5g of zinc is treated separately with an excess of
(a) dilute hydrochloric acid and
(b) aqueous sodium hydroxide.
The ratio of the volumes of $$H_2$$ evolved in these two reactions is:

First we note the atomic (molar) mass of zinc:

$$M_{\text{Zn}} = 65 \ \text{g mol}^{-1}$$

The mass of zinc given is

$$m_{\text{Zn}} = 5 \ \text{g}$$

Hence the number of moles of zinc present is obtained from the relation

$$n = \dfrac{m}{M}$$

Substituting the values, we get

$$n_{\text{Zn}} = \dfrac{5 \ \text{g}}{65 \ \text{g mol}^{-1}} = \dfrac{5}{65} \ \text{mol} = \dfrac{1}{13} \ \text{mol}$$

Now we consider the two separate reactions.

Reaction (a): Zinc with dilute hydrochloric acid

The balanced chemical equation is

$$\text{Zn} + 2\,\text{HCl} \longrightarrow \text{ZnCl}_2 + \text{H}_2$$

From the equation we see that

1 mol Zn → 1 mol H2

Therefore, the moles of hydrogen evolved in this case will be

$$n_{\text{H}_2,\; \text{from HCl}} = n_{\text{Zn}} = \dfrac{1}{13} \ \text{mol}$$

Reaction (b): Zinc with aqueous sodium hydroxide

The balanced chemical equation is

$$\text{Zn} + 2\,\text{NaOH} \longrightarrow \text{Na}_2\text{ZnO}_2 + \text{H}_2$$

(The product Na2ZnO2 is called sodium zincate.)

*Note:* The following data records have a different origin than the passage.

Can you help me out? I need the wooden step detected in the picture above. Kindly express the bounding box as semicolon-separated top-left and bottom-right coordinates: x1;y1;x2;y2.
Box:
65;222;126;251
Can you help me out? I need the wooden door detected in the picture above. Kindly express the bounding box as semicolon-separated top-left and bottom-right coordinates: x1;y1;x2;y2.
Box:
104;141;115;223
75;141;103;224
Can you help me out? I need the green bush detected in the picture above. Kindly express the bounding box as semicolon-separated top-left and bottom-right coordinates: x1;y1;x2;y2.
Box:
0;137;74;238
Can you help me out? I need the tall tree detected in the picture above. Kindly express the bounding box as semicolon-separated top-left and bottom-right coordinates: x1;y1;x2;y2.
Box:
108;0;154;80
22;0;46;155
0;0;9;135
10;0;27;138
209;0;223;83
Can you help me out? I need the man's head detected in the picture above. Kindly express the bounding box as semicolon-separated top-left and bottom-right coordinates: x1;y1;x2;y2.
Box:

Again, we observe from the equation that

1 mol Zn → 1 mol H2

Thus the moles of hydrogen evolved here are also

$$n_{\text{H}_2,\; \text{from NaOH}} = n_{\text{Zn}} = \dfrac{1}{13} \ \text{mol}$$

Since both reactions produce the same number of moles of hydrogen gas, and equal moles of any gas occupy equal volumes under identical conditions (Avogadro’s law), the volumes of hydrogen obtained from the two experiments are equal.

Therefore,

$$V_{\text{H}_2\;(\text{from HCl})} : V_{\text{H}_2\;(\text{from NaOH})} = 1 : 1$$

Hence, the correct answer is Option B.